Personal information
- Nationality: Turkish
- Born: 28 May 2005 (age 21) Turkey
- Home town: Kayseri, Turkey
- Education: Erciyes University

Sport
- Country: Turkey
- Sport: Archery
- Event: Compound
- Team: Kayseri BBSK

Medal record
Men's Archery
Representing Turkey
FISU World University Games
| Gold medal – first place | 2025 Essen | Team |
World Youth Championships
| Bronze medal – third place | 2021 Wrocław | Team |
European Youth Championships
| Bronze medal – third place | 2022 Lilleshall | U18 Individual |
| Silver medal – second place | 2022 Lilleshall | U18 Team |

= Yunus Emre Arslan =

Turkish compound archer (born 2005)

Yunus Emre Arslan (born 28 May 2005) is a Turkish male compound archer and part of the national team.

== Personal life ==
Arslan studies at Erciyes University in Kayseri.

== Sport career ==
Arslan started his sport career on the recommendation of his archer cousin, entering Kayseri Metropolitan Municipality Sports Club at the age of 12. His efforts attracted his coach, who guided him to participate at the national selections. So, he was admiitted to the national team, and won around 40 medals.

He won the bronze medal in the cadet team event with Abdullah Aslım and Eren Kırca at the 2021 World Archery Youth Championships held in Wrocław, Poland.
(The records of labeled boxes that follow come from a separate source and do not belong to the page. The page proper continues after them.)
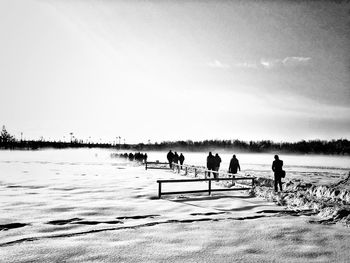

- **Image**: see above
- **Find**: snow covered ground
[0,149,350,262]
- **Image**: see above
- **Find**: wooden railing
[172,163,237,178]
[157,177,255,198]
[145,161,169,170]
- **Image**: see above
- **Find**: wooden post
[158,182,162,199]
[208,179,211,195]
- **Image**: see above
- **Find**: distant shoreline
[0,140,350,156]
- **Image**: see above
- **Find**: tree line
[0,126,350,155]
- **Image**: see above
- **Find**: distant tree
[0,125,15,143]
At the 2022 European Youth Championships in Lilleshall, Great Britain, he won the bronze medal in the compound U18 individ event and the silver medal in compound U18 team event with Batuhan Akçaoğlu, Toprak Efe Çoban and Yakup Yıldız. At the same competition, he was part of the team including Yusuf Bahadır Eryılmaz and Eren Kırca, which set a new world record in outdoor 50 m compound boys U18 team event with 2,109 points on 18 August 2022 The former record of 2,107 points belonged to the United States team.

He won the gold medal in the compound team event with Batuhan Akçaoğlu and Yakup Yıldız at the 2025 Summer World University Games in Essen, Germany.